What’s the worldview we get taught most of the time? Save the earth! Limited resources! We’ll be out of safe drinking water by the year 2030! Oh, but before you perish, do everything you can to live the “good life” and the “American dream.” Raise the minimum wage, break the glass ceilings, all so that by our own abilities we can rise to the top. Scratching and scrambling over one another, just so we can get a greater share before we die and must leave it to another.

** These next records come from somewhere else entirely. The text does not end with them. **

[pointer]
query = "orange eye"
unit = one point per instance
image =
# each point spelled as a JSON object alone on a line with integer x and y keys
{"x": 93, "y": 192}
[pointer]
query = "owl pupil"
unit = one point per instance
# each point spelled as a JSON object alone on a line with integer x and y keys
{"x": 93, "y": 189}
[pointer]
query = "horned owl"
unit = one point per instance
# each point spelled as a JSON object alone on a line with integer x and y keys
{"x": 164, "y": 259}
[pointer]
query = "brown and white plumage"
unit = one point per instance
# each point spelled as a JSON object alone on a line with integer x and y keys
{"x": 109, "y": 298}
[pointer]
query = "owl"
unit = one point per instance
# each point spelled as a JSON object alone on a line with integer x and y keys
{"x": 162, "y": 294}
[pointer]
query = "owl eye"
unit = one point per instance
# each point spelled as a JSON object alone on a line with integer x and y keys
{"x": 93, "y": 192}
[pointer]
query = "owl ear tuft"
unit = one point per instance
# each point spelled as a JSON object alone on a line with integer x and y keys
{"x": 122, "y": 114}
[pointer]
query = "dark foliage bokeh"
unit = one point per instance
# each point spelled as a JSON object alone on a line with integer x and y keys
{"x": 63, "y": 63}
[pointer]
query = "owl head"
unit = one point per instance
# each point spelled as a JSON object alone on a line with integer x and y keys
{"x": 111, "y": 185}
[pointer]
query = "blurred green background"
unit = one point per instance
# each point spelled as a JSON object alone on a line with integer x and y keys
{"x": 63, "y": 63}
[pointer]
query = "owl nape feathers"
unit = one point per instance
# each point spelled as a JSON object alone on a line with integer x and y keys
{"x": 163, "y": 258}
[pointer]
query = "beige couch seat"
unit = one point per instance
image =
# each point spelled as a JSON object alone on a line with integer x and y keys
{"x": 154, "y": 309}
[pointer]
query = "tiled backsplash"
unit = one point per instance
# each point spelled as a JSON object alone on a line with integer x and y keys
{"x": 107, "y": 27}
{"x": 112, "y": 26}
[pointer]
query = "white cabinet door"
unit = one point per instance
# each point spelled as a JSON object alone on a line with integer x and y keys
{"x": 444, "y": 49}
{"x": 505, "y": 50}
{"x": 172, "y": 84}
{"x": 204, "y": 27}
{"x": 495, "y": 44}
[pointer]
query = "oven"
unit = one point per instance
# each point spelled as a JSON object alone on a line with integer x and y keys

But in your Baptism, you were baptized into a different worldview—one where God became your Father. He is the giver of all good things both temporal and eternal. The world and universe continue not by accident but by His upholding (Heb. 1:3). The people on the earth survive not by how fit they are but by Him opening His hand to provide for them. Life itself is not an accident, but a gift from our Creator. Every breath, every morsel of food, every member of your family, every safe arrival in a car trip, every morning you wake up—these are all gift from God, given in love.
Yet our hearts are inclined to love these gifts and forget the giver, as the Rich Fool did. All of us so often spiritually look a gift horse in the mouth, are not satisfied with what He’s given and demand more. Knowing this evil full well, God gave the greatest gift of all when He gave His Son’s life to reopen eternal life to us. These are the true riches, because the value of redemption and resurrection surpasses that of gold or silver. These riches outlast even death itself, so that when everything crumbles for both rich and impoverished in this life, those who receive the gift of faith will receive the crown of eternal life.
So back to the original prompt, “Teacher, tell my brother to divide the inheritance with me.” You’ve got the wrong gifts and the wrong father in your heart. Repent and believe in the Lord who speaks to you today, that God might be your Father and the inheritance you receive would be one of eternal riches. Amen.